Overkill: Social Media Takes Celebrity Death Mourning Too Far
This morning, I was reading my Twitter timeline and a friend posted: “If today is your birthday or 9-11, you no longer have a birthday…sorry.”
My first thought was, “What’s today?”
Then I remembered: Today is the third anniversary of Michael Jackson’s death. Oops. I’d already forgotten about that.
When Michael Jackson died, the whole nation (and parts of the world) immediately went into mourning. Twitter was still fairly new back then, but my entire Timeline was flooded with tears. Facebook was the same way and television networks immediately launched into All Michael Jackson, All the Time. Each network preempted their previously scheduled programming to air packages and programs they’d undoubtedly prepared a long time ago in anticipation of his inevitable fate. Bloggers foamed at the mouth reliving the King of Pop’s greatest moments and writing about the catastrophic loss our country endured.
Me? I was indifferent.
To be fair, I may have responded to Michael Jackson’s untimely death differently had my father not been killed in a murder-suicide, literally, the day before. I don’t know though. I was a total zombie that day, but I do remember finding some comfort in the fact that the world was crying with me – even if we were crying over two different events.
The day Whitney Houston died was the day before my wedding (apparently, I have a strange relationship with celebrity deaths). Michael Jackson’s passing had prepared me for the decidedly tamer (but still hysterical!) reaction. I loved Whitney Houston’s music and “The Preachers Wife” and “Bodyguard” are two of my favorite movies. It was genuinely sad the way she died and I was really hoping she would turn her life around for one last hurrah, but you would have thought people lost their family’s matriarch the way they were carrying on when the news broke.
I’m just not a person who becomes emotionally invested in another person whom I’ve never even met. Basically, the people I see on TV are one step away from being fictional characters. I don’t want any of them to die, but I can’t imagine soaking the carpet in tears if one did.
Don’t get me wrong, I love celebrities! I love the gossip, the breakups, the makeups, the fake hair, fake marriages and fake pregnancies. I read all about it. But I don’t think there is any celebrity death I would mourn like it’s someone I know. It’s always sad when people die, but honestly, after having experienced a real tragedy I don’t get how others can truly be broken up over someone who didn’t affect their lives in any tangible way.
When I think back to the 60’s and the civil unrest that took place then and all of the assassinations and untimely deaths of people important to the progress of this nation, I think that certainly called for a national time of mourning.
Now, we fly the flag half mast for people like Penn State coach Joe Paterno and equate a tragedy like 9/11 to Michael Jackson’s death? Many people over the age of 30 can’t name a single Etta James song besides, “At Last” but were nearly calling off sick in order to mourn after she passed. It’s crazy.

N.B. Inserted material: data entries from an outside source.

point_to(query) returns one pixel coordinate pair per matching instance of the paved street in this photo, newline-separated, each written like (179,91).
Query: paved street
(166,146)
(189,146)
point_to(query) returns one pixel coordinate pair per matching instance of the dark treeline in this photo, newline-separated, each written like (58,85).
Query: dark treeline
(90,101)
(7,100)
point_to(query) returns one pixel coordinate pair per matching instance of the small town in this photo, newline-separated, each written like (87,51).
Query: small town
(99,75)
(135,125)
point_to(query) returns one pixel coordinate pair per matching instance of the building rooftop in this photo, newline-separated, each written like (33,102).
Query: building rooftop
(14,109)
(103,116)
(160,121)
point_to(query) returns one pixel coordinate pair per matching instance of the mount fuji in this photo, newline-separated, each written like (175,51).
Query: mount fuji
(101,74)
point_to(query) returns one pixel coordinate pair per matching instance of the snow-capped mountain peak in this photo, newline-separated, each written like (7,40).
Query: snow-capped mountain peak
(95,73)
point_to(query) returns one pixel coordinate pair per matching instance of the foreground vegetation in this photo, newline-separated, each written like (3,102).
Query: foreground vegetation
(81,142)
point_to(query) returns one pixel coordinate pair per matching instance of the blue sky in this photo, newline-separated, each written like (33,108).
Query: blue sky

Michael Jackson, Whitney Houston, Etta James and others are certainly icons whom affected the entertainment industry in immortal ways, but I can’t think of a single celebrity whose death would warrant even the kind of mourning reserved for a third cousin.
So if today’s your birthday, let me be the first to say: Happy Birthday.
Am I the only one who is near indifferent about celebrity deaths? Are there any celebrities whose passing is (or would be) cause for true mourning?
[Editors Note: I wrote this for MadameNoire.com in June of 2012 and it was originally posted here: http://madamenoire.com/191019/all-cried-out-a-celebritys-death-is-not-my-personal-tragedy/%5D
No, I’m with you in every word that you wrote. Sometimes I think that people publicly mourn more for the sake of attention or to prove that they have some sort of compassion rather than it being about being genuinely emotionally wrought.